The College has initiated renovation work on portions of the 22-room, 16-fireplace mansion that currently houses the offices of the president, administrators and faculty. Holmdene is on the Register of Historic Sites for both the City of Grand Rapids and the State of Michigan.
"Holmdene is the front door and centerpiece of the campus," says Lou Corsiglia, who, along with his wife Arlene, is spearheading the renovation effort. The couple established an endowment for the project in 2004.

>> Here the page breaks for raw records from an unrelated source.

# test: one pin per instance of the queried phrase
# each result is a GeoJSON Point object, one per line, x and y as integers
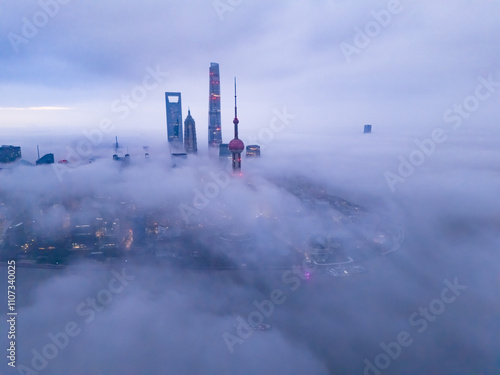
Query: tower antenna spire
{"type": "Point", "coordinates": [235, 107]}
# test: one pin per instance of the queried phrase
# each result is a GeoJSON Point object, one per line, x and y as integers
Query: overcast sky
{"type": "Point", "coordinates": [310, 75]}
{"type": "Point", "coordinates": [417, 63]}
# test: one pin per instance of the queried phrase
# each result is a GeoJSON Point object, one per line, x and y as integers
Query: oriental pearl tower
{"type": "Point", "coordinates": [236, 146]}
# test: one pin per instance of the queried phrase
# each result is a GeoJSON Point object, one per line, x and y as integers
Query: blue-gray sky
{"type": "Point", "coordinates": [419, 61]}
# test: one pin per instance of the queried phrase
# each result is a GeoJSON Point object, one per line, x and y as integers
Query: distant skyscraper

The Centennial Celebration and open house will offer the public an opportunity to step back in time, with tours of Holmdene and its immaculate gardens accompanied by a feature film of the estate from the 1930's. The event will additionally serve to promote the work of the Holmdene Heritage Society (HHS), which strives to restore and maintain the architectural integrity of the mansion, and to preserve the history of the Lowe and Blodgett families as it pertains to the Grand Rapids community at large. In addition, the HHS promotes beautification of the entire Aquinas campus and works to enhance its neighboring communities of East Grand Rapid, Eastown and southeast Grand Rapids.
The former estate of Edward and Susan Blodgett Lowe was purchased by the Dominican Sisters of Grand Rapids in 1945 when Aquinas College relocated to its present location from downtown. Holmdene served as both the administrative and academic heart of Aquinas until 1955 when the School's Academic Building was completed.